Health was not one of the winners of Tuesday night’s big-spending federal budget, but one initiative tucked away in the budget papers is worthy of applause – the establishment of an adult immunisation register and the expansion of the childhood register to include adolescents.
The budget papers say immunisation data collection will be expanded to include school-based adolescent vaccinations and that an adult register will be established from September 1, 2016.
The move means that we will soon record all vaccinations delivered to adolescents and adults through the government-funded National Immunisation Program (NIP). The program covers the cost of vaccines, but not all the recommended shots are on the NIP.
Australia already has an immunisation register for children. The Australian Childhood Immunisation Register (ACIR) is the envy of many countries around the world. It was established in 1996 and, after a shaky start, now provides accurate data on the immunisation status of all registered children under seven years old.
The register also provides data for the regular reporting of immunisation coverage, with data available by state, regions within the states, Indigenous status and age group. This allows gaps in vaccine coverage to be highlighted and, in turn, for targeted interventions to improve uptake. The adult register could perform a similar role.

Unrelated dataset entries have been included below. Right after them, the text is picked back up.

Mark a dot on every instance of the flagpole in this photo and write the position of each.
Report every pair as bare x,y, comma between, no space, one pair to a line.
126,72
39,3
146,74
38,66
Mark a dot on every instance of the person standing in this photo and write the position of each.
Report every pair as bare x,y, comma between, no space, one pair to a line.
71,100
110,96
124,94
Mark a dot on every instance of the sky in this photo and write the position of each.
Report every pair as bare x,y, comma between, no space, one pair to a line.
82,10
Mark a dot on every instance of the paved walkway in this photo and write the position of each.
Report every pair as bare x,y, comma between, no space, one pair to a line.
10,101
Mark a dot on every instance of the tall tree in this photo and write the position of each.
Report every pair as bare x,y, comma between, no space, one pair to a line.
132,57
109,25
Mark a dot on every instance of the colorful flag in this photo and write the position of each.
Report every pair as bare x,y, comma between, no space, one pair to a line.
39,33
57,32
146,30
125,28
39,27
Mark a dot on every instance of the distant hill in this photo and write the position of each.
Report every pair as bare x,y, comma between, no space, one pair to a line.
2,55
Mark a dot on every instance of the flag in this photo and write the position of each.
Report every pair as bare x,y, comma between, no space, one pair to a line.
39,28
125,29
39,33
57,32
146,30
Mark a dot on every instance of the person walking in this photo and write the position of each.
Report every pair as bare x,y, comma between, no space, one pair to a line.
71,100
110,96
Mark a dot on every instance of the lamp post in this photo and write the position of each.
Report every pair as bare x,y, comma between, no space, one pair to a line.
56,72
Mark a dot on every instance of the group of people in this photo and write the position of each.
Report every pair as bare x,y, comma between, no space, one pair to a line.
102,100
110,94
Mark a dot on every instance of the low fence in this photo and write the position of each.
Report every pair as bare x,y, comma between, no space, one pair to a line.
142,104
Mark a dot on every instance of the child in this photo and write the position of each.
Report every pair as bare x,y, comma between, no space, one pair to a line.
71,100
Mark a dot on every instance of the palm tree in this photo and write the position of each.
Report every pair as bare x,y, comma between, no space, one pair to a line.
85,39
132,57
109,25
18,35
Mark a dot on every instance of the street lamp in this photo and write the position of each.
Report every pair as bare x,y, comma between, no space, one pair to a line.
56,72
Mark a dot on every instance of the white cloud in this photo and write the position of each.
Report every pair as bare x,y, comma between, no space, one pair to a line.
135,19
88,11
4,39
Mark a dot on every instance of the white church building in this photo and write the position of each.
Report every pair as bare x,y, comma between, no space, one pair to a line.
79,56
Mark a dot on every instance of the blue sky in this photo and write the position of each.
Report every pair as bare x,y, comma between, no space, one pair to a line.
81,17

Recognising how well the ACIR has allowed monitoring of vaccine coverage for children, many clinicians and public health workers have long advocated having the same information available for adolescents and adults.
Adult vaccinations will be recorded, potentially for every Australian adult, and this information could well become part of the new opt-out e-health record.
Getting the adult register going
Before the ACIR was established, the call for its establishment was a recurring theme at the immunisation conferences sponsored by the Public Health Association of Australia. It’s been exactly the same with the adult immunisation register.
For at least ten years now, one of the resolutions at every immunisation conference has been the establishment of an adult immunisation register. But most of us supporting these resolutions did not think the idea had much traction in Canberra. So, the announcement has been something of a welcome surprise.
Still, it’s probably an idea whose time has come, given the increasing number of vaccines recommended for adolescents and adults in Australia.
The influenza and pneumococcal vaccinations have been recommended for adults for a long time. Originally targeted at older people, influenza vaccines are now recommended much more widely and are funded for people of any age with an existing illness, such as heart or lung disease, that may increase the risk of serious illness.
But data on uptake are sparse and there are unresolved questions about the impact of these vaccines. Knowing precise coverage may help resolve these problems.
A new vaccine against shingles (Herpes zoster) has recently been recommended for older people, as recognition of the burden this virus poses. It has been funded in the budget for adults between 71 to 79 years old, with an opportunity for a catch-up after November 2016.
Vaccines for adolescents
Adolescents and young adults are encouraged to receive the human papilloma virus (HPV) vaccine to prevent specific strains of genital warts and reduce the risk of cervical cancer in women. Australia has led the world with the roll-out of this vaccine. Collecting data on the initiative will be critical to understand population coverage and identify coverage gaps.
Measles has been eliminated for Australia, which means there’s no strain of this virus circulating for more than a year. But because the virus is circulating elsewhere in the world, it can be imported into the country, often via young adult returning travellers.
The initiatives announced in the budget would allow monitoring of measles vaccine status in young adults, as the current childhood vaccination register allows monitoring in children. Along with other strategies related to measles control, this may well turn out to be important in maintaining Australia’s measles elimination status.
If unexpected disease outbreaks occur, as there have been for whooping cough (pertusis), immunisation registers will help us determine whether it’s due to low vaccine coverage. Given new recommendations for adult vaccination against whooping cough, it will be just as important to know the proportion of adults who are vaccinated as it is to know how many children are.
It is hard to see a downside for these initiatives. But whether it will be enough of a sweetener to compensate for the cuts that have been flagged for the overall health budget remains to be seen.